Oil prices rose on Tuesday amidst escalating tensions in the Middle East, driven by concerns over potential disruptions in supply.
However, gains were tempered by lingering uncertainty surrounding the trajectory of U.S. interest rates and their subsequent impact on fuel demand.
Brent crude oil, against which Nigerian oil is priced, saw a modest increase of 31 cents or 0.4% to $82.31 per barrel, while U.S. West Texas Intermediate (WTI) crude rose by 36 cents, or 0.5% to settle at $77.28 a barrel.
This uptrend followed a relatively stagnant performance in Monday’s trading session, which came on the heels of a 6% surge in oil prices during the previous week.
The persisting conflict in the Middle East played a significant role in maintaining elevated oil prices.
Yemen’s Iran-aligned Houthis heightened tensions by launching two missiles at an Iran-bound cargo ship in the Red Sea.
These actions, coupled with previous attacks on international vessels, intensified concerns about supply disruptions in the region.
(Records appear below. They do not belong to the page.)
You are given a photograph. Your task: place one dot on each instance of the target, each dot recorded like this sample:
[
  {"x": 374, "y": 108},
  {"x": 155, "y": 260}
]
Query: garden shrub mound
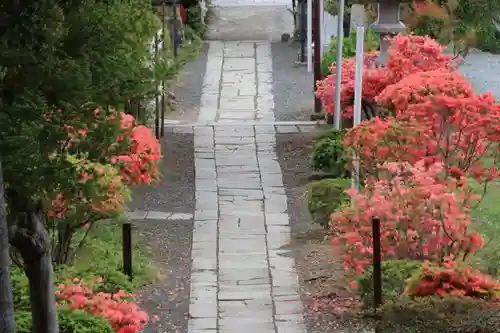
[
  {"x": 70, "y": 321},
  {"x": 348, "y": 49},
  {"x": 329, "y": 154},
  {"x": 394, "y": 276},
  {"x": 325, "y": 197},
  {"x": 439, "y": 315}
]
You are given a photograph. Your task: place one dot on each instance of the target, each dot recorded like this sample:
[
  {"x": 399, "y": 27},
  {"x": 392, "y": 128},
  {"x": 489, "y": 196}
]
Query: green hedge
[
  {"x": 325, "y": 197},
  {"x": 439, "y": 315},
  {"x": 69, "y": 322},
  {"x": 348, "y": 49},
  {"x": 329, "y": 154}
]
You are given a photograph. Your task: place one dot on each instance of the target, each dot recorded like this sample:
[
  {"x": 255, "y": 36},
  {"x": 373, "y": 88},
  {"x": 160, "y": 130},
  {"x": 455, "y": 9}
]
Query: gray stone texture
[{"x": 241, "y": 278}]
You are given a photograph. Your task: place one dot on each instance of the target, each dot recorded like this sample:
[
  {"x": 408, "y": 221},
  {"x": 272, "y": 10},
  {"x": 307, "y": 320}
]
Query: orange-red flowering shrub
[
  {"x": 118, "y": 309},
  {"x": 99, "y": 156},
  {"x": 423, "y": 216},
  {"x": 408, "y": 54},
  {"x": 453, "y": 279}
]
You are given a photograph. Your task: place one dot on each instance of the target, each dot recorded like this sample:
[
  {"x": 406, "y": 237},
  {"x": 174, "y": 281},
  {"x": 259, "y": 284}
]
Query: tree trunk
[
  {"x": 32, "y": 241},
  {"x": 7, "y": 321}
]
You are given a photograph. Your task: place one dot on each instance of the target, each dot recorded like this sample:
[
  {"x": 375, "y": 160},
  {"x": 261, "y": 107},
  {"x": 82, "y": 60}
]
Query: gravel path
[
  {"x": 321, "y": 276},
  {"x": 175, "y": 193},
  {"x": 169, "y": 239},
  {"x": 187, "y": 88},
  {"x": 483, "y": 70}
]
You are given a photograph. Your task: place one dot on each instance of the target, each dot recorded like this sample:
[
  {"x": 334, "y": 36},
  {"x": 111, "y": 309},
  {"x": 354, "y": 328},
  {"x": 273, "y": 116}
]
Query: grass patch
[{"x": 486, "y": 218}]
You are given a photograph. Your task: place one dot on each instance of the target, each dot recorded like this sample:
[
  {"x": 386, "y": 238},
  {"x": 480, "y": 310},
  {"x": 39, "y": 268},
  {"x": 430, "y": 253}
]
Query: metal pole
[
  {"x": 164, "y": 37},
  {"x": 127, "y": 249},
  {"x": 174, "y": 28},
  {"x": 303, "y": 24},
  {"x": 309, "y": 35},
  {"x": 317, "y": 53},
  {"x": 322, "y": 25},
  {"x": 338, "y": 74},
  {"x": 358, "y": 93},
  {"x": 157, "y": 101},
  {"x": 377, "y": 265}
]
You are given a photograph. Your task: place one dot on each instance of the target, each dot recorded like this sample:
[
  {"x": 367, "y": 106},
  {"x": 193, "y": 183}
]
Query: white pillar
[
  {"x": 338, "y": 74},
  {"x": 309, "y": 35},
  {"x": 358, "y": 93}
]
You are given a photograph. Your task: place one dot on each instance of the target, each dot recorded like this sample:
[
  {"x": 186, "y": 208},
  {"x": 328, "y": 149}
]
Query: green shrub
[
  {"x": 394, "y": 275},
  {"x": 329, "y": 154},
  {"x": 348, "y": 49},
  {"x": 326, "y": 196},
  {"x": 195, "y": 20},
  {"x": 439, "y": 315},
  {"x": 69, "y": 322}
]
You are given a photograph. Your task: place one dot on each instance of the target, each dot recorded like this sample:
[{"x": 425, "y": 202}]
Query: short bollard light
[{"x": 127, "y": 248}]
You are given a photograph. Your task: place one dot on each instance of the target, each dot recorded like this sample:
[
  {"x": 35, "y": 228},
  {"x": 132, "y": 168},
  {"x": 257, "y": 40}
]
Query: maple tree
[
  {"x": 99, "y": 179},
  {"x": 119, "y": 308}
]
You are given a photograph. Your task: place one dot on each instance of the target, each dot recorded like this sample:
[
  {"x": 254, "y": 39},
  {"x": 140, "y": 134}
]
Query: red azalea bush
[
  {"x": 380, "y": 141},
  {"x": 423, "y": 216},
  {"x": 433, "y": 135},
  {"x": 119, "y": 309},
  {"x": 452, "y": 279},
  {"x": 100, "y": 156},
  {"x": 408, "y": 54}
]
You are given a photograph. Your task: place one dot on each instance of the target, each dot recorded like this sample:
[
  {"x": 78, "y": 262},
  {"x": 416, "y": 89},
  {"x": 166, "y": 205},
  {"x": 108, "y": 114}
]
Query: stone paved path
[
  {"x": 240, "y": 282},
  {"x": 237, "y": 86},
  {"x": 241, "y": 279}
]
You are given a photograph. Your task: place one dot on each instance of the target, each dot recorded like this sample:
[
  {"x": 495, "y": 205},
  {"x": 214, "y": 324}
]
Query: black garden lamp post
[{"x": 388, "y": 23}]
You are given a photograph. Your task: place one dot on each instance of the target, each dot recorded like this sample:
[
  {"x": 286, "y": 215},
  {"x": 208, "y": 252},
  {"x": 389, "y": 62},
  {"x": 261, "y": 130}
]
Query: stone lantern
[{"x": 388, "y": 23}]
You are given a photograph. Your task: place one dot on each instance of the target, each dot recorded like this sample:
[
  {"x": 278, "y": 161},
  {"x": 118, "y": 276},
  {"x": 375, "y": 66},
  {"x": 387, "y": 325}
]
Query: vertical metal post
[
  {"x": 174, "y": 28},
  {"x": 157, "y": 101},
  {"x": 317, "y": 52},
  {"x": 164, "y": 37},
  {"x": 309, "y": 13},
  {"x": 303, "y": 28},
  {"x": 377, "y": 265},
  {"x": 338, "y": 60},
  {"x": 127, "y": 249},
  {"x": 358, "y": 94},
  {"x": 294, "y": 10},
  {"x": 142, "y": 121}
]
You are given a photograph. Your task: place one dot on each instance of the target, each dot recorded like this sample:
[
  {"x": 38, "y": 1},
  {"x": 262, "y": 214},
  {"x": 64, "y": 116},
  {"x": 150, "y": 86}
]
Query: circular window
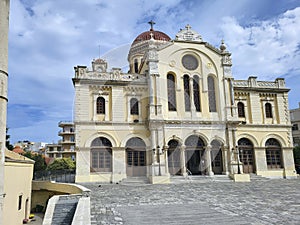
[{"x": 190, "y": 62}]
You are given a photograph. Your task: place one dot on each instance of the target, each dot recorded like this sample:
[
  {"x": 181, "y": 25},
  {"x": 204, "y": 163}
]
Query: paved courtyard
[{"x": 210, "y": 202}]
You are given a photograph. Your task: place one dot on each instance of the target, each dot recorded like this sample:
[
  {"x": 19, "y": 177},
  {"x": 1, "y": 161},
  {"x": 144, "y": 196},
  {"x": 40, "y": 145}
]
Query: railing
[{"x": 64, "y": 176}]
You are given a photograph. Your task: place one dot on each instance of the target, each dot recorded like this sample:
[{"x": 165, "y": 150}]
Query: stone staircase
[
  {"x": 200, "y": 179},
  {"x": 135, "y": 181},
  {"x": 254, "y": 177},
  {"x": 64, "y": 210}
]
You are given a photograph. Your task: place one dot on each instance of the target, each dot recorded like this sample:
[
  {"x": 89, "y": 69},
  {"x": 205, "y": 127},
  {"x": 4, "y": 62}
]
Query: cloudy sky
[{"x": 49, "y": 37}]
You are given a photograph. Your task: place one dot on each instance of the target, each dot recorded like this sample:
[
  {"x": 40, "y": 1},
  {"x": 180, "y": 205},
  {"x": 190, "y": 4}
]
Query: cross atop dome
[
  {"x": 188, "y": 34},
  {"x": 188, "y": 27},
  {"x": 151, "y": 22}
]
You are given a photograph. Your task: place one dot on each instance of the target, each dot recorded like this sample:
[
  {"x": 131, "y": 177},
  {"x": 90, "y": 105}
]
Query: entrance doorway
[
  {"x": 136, "y": 157},
  {"x": 194, "y": 157},
  {"x": 174, "y": 157},
  {"x": 216, "y": 157},
  {"x": 246, "y": 153}
]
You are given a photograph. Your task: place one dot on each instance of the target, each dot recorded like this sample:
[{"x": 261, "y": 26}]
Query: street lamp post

While geopolitical factors fueled oil price gains, apprehensions about U.S. interest rates cast a shadow over market optimism.
The New York Fed’s January Survey of Consumer Expectations revealed stagnant outlooks for inflation, remaining above the Fed’s 2% target rate.
Any delay in interest rate cuts due to inflation concerns could potentially dampen oil demand by slowing economic growth.
Market participants eagerly awaited key data releases, including U.S. inflation figures and British and euro zone economic indicators.
Also, industry data on U.S. crude inventories and the release of OPEC’s monthly oil market report were anticipated, providing further insight into supply dynamics.
Looking ahead, the decision by OPEC+ in March regarding the extension of voluntary oil production cuts will be closely monitored, with implications for oil market balance in the coming months.